Specialty hospitals focus on cardiac, orthopedic, women's medicine or
surgical procedures, advocates say, to reduce costs by focusing their
mission. Critics say they siphon off the most profitable procedures without
providing emergency and indigent care.

In late 2003, the U.S. Government Accountability Office estimated there were
at least 100 such hospitals, with two-thirds of those in seven states west
of the Mississippi River, including California.

Patients at the Loma Linda University Heart and Surgical Hospital will spend
two hours to three days at a time in the hospital.


They will be treated in spacious operating rooms. The facility is outfitted
with such high-tech amenities as robotic surgery and movable operating
tables on which patients can be prepped and anesthetized in a separate room
and be wheeled unconscious into and out of surgery. 'We don't have to lift
patients onto the operating table and the patient doesn't have to be awake
while they're being rolled down the hallway to surgery,' said Dr. John Kim,
an obstetrician-gynecologist who will be using the new hospital. 'I think it
will take away a lot of the anxiety.' Sixteen patient rooms are private and
equipped with chairs that fold out into beds for family members. The rooms
have private outdoor patios.

Patients will order room-service gourmet meals on their flat-screen
television monitors and can order meat, while the hospital's 125 staff
members dine on vegetarian food in the cafeteria.

A new, second-generation da Vinci robotic surgery system has been installed
in the new hospital, and a first-generation, $1.4 million robot will be
moved to the specialty hospital from Loma Linda University Medical Center
across town.

The devices allow doctors to sit at a console and manipulate four robotic
arms that make half-inch cuts and perform intricate surgery that would
otherwise require long incisions and take longer for recovery. 'The best
example from our point of view is gynecological cancer surgery,' said Dr.
Kevin Balli. 'In cancer surgery, there are lymph nodes that (need) to be
reached in areas that are higher up in the body than can easily be reached
with our current robot. With the new robot, we can actually turn and look up
in the upper area, get those lymph nodes out, and hopefully improve the
outcome for the patient.'


The new hospital, on Barton Road at New Jersey Street in Loma Linda, was
purchased this past year from a consortium of Inland doctors and other
investors. It was bought and completed at a cost of about $110 million.

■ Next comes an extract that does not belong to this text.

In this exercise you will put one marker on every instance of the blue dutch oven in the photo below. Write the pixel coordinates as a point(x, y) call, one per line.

It was financed with the sale of tax-exempt bonds sponsored by the city of
Loma Linda and to be repaid with profits from the hospital. The bonds were
sold despite an economic downturn that prompted many investors to shy away
from municipal offerings. The city's bond counsel emphasized that the city
would not be liable if the bonds were not repaid.

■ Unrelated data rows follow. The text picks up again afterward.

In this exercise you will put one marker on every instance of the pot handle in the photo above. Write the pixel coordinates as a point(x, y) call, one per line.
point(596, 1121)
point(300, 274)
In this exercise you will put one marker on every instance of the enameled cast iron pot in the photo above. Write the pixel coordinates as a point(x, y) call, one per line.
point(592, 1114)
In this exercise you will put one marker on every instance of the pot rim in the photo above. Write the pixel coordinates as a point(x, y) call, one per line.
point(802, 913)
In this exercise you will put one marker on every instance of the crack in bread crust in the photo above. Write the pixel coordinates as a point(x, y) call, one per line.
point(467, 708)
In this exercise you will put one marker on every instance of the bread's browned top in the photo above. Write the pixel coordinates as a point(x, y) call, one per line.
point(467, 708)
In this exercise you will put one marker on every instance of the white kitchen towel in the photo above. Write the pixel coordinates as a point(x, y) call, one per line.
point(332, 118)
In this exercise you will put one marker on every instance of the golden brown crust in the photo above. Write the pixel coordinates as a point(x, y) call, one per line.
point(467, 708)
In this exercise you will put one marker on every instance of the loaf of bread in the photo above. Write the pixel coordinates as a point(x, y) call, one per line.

Almost four years ago, Loma Linda University Medical Center joined Redlands
and Riverside community hospitals and St. Bernardine Medical Center in a
public relations battle aimed at discouraging the Loma Linda City Council
from approving plans for the hospital.

Opponents of the specialty facility contended it would hurt the ability of
area hospitals to provide poor and uninsured patients with emergency care
because the new hospital would have 'cherry picked' patients seeking
lucrative elective surgery. They argued it would not be in the public
interest to build a specialty hospital.

Following a bitterly divisive public debate, a three-member majority of the
Loma Linda council voted in September 2005 to issue a development permit.

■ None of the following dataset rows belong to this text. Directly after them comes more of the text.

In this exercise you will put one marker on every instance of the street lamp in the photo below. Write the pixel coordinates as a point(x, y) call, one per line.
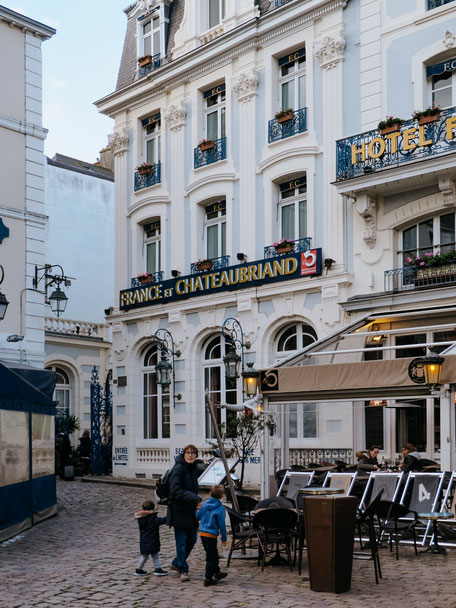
point(426, 370)
point(163, 340)
point(58, 299)
point(3, 301)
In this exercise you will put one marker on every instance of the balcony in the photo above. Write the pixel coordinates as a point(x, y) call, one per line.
point(222, 262)
point(299, 245)
point(151, 279)
point(145, 180)
point(153, 65)
point(404, 279)
point(367, 152)
point(201, 158)
point(435, 3)
point(281, 130)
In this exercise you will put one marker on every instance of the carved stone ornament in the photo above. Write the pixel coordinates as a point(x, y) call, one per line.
point(449, 40)
point(367, 209)
point(245, 86)
point(119, 142)
point(175, 116)
point(330, 50)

Council members said the land was properly zoned and that they had no
authority to base a decision on the economic health of competing hospitals.

Since purchasing the hospital, Loma Linda University officials have
contended that their opposition centered on the way the specialty hospital
was to have been run -- serving only patients with insurance or those who
could afford surgery.

The new hospital, in conjunction with the medical center, will treat the
uninsured and indigent, according to an earlier statement from Mel Sauder,
the university's senior vice president for business development.